Ashok: You need a specific business problem in mind. SO let’s call it vertical application that targets specific needs of the business community. If we were to digress, look at Hadoop. There is a real business problem that it solves. And it’s why they are seeing so much traction. And the distribution is open source.
Tom: Approach research involving text data the same way that you approach analysis of structured data. Too often we do not think sufficiently about the data we have available and to those who would benefit from analysis of that data. Ask internal clients, what are you struggling with? What assumptions are you making? Does it make sense to leverage text analytics to explore, quantify, prove and model these assumptions? Often the question is yes, sometimes it is no. It depends on both the objective and the data in question.
Within the cycle of, say, 5-7 years, what will the market be clamoring for; what demand will developers and engineers be striving to meet?
Ashok: My reaction is that it depends on the way problems are (being) solved. If they are solved in a vacuum, and we as technologists have solved (problems) without a larger business problem in mind, we will still not have a large degree of adoption. I say that we are trying to solve a specific problem, and then we build tools and tech to solve that spec problem. I can understand hesitancy to technologies at large.
Tom: It’s hard for me to imagine all the ways text analytics can be used; I just know there will be many. My company’s expertise has been in the field of consumer insights/marketing research, therefore our software was designed for specific types of text data with specific types of analysis in mind.
To think that text analytics could or should only be used one way or that there will only be one dominant solution out there is sort of crazy to me. Almost like saying that math could only be applied one way to one profession. What is clear to me is that there will be many different kinds of implementation for very different purposes.
And if you look forward to next 3 years, what progress would you like to see made to bring data and text analysis closer to a household name?
Ashok: I’d like to see applications come out that allow for rapid ingestion of text and numeric data simultaneously, so that we can look at the combination of text and numeric data simultaneously with ease. And also algorithms that can bring these two sources easily. And I think it could happen in 18 months for a specific vertical. It’s all just data in the end. And we need to give people the ability to analyse as fast as possible (with data) stored in ways that automation can access and take decisions on that data in real time.
Tom: It could happen overnight. Again, if we are talking about a household name, I’m assuming you mean something that could be used or sold B-C rather than B-B. I think it will happen on the web first for the obvious reasons that this is where most people are creating and using data most. So web search like Google, or how we use various PC applications including email, social media related to what we discuss and comparing and suggesting to us based on this data how we are different from our peers and what we might be interested in are obvious ways in which I believe this could happen rather quickly.

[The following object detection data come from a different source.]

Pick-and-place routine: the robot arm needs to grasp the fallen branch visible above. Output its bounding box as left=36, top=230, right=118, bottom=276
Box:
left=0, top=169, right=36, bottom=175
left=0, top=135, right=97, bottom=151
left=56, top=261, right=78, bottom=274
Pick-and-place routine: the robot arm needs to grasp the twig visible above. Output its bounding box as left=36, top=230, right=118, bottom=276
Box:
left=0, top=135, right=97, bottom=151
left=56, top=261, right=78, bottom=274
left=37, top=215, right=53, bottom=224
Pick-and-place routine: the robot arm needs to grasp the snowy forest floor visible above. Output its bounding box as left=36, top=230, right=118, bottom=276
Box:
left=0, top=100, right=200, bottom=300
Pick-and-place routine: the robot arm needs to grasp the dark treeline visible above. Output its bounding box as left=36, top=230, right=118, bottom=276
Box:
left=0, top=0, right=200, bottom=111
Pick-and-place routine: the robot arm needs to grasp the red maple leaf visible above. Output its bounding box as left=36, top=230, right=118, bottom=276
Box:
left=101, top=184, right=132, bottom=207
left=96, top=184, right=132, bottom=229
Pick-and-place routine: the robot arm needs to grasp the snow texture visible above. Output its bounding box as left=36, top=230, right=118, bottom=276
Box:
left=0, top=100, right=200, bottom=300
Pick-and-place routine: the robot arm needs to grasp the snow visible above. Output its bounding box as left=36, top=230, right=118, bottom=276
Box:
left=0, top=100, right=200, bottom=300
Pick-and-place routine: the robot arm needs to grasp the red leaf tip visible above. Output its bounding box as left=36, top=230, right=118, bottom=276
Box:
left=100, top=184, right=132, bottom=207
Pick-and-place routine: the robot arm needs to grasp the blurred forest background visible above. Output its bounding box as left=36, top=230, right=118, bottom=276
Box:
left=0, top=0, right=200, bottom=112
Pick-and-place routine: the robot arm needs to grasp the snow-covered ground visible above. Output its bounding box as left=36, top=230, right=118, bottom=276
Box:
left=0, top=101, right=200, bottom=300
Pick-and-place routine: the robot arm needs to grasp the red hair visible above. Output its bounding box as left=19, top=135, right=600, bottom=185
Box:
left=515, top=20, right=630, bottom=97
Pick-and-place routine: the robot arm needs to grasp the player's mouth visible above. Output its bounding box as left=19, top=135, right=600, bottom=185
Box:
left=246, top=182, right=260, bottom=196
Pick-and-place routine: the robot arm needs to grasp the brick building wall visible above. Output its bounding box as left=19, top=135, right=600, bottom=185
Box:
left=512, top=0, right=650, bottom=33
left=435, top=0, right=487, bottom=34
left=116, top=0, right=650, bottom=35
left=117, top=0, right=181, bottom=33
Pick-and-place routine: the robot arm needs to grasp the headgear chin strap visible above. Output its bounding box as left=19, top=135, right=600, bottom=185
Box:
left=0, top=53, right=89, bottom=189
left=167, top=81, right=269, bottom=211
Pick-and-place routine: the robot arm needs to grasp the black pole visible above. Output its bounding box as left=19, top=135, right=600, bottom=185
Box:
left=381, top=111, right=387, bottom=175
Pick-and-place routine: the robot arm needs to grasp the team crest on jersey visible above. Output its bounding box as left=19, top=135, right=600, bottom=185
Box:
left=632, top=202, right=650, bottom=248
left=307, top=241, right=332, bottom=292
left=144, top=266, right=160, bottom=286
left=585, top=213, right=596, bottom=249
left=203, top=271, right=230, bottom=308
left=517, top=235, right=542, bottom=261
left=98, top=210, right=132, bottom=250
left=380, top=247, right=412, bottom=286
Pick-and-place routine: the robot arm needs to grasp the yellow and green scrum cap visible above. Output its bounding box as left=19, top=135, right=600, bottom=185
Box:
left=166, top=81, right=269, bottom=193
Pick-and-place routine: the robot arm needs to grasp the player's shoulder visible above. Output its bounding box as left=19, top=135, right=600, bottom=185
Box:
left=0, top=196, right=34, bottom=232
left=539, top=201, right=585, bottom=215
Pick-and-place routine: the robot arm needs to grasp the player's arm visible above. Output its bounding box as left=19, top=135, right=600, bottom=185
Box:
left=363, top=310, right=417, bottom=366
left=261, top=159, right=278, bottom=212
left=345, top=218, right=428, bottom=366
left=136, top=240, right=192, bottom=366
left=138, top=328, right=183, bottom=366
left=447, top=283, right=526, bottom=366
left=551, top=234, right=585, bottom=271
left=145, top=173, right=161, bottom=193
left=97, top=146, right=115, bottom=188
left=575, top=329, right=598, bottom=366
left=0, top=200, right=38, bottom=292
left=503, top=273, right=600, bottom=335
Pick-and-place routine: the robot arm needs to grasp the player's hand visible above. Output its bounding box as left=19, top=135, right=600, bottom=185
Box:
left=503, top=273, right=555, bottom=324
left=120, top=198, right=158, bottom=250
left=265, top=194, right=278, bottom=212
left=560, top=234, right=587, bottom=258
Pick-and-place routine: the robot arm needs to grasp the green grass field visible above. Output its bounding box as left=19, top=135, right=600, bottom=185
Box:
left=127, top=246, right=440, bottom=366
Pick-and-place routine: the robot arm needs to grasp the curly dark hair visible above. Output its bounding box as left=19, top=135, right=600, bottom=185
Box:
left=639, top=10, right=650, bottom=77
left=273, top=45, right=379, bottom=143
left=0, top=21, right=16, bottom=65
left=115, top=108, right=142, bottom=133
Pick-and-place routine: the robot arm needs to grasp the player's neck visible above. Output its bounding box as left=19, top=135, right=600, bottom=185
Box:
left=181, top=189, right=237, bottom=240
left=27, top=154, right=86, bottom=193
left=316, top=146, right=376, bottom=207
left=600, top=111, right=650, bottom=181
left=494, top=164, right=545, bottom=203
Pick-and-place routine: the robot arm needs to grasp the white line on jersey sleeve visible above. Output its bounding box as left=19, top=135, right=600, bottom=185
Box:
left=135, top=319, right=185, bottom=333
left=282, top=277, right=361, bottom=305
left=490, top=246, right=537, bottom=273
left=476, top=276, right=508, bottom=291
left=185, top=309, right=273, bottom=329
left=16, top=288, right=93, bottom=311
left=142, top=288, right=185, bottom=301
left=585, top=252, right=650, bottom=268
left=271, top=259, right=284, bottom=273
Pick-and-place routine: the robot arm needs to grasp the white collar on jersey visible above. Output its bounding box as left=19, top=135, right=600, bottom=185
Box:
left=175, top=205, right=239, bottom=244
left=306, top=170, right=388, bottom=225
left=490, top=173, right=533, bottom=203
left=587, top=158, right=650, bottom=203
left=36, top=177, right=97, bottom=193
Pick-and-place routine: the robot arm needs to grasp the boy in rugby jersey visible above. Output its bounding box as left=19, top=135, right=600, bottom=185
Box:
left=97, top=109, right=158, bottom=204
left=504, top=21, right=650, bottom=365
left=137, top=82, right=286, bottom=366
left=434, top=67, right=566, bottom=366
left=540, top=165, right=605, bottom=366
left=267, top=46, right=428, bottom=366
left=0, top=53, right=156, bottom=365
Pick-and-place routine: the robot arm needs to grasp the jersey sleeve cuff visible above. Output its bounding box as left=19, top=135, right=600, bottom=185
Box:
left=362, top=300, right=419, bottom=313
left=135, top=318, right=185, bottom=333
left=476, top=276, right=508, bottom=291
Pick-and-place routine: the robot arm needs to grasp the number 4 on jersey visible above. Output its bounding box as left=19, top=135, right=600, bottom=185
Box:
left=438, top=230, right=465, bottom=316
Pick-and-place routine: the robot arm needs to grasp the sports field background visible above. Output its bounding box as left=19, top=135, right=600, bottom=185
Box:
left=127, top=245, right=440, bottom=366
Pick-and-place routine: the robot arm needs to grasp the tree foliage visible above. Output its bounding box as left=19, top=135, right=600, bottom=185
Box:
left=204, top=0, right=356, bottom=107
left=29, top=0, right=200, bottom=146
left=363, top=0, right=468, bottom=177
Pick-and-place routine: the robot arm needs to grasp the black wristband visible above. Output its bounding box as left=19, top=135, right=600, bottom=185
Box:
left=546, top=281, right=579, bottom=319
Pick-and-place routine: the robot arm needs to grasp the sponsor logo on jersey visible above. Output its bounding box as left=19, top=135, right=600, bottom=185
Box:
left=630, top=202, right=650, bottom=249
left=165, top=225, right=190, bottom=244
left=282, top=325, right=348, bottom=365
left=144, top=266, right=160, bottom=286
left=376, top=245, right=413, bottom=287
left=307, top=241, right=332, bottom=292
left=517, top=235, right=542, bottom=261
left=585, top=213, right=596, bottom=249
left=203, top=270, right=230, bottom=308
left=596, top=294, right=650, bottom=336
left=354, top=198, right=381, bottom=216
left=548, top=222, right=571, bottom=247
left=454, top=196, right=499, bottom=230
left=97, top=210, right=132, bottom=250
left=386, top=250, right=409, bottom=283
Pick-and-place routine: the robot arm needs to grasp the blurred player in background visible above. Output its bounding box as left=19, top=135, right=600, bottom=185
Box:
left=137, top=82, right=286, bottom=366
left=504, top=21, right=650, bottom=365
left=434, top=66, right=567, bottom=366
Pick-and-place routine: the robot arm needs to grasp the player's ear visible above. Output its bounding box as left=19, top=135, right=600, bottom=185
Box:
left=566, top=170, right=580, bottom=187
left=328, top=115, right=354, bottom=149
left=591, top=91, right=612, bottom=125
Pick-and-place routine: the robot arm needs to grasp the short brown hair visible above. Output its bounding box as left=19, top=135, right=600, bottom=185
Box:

And what if we’re looking at a specific vertical?
Ashok: If we successfully address specific vertical problems, we can generate results that have repercussions that solve problems beyond that, but we have to show an appreciable ROI to a real life business problem (first). And I differ this way to a lot of technologists
Tom: As I noted earlier, I think this is the key, and this is what I’ve been saying for years. The best way to achieve significant gains in the ROI of text analytics at this point is by incorporating industry/vertical/domain expertise. Text analytics is absolutely not something that will be owned by any one company or domain. Just like math, there are simply too many opportunities and ways it should be combined with other expertise in that vertical.
So yes, expect to see many different things in many different verticals.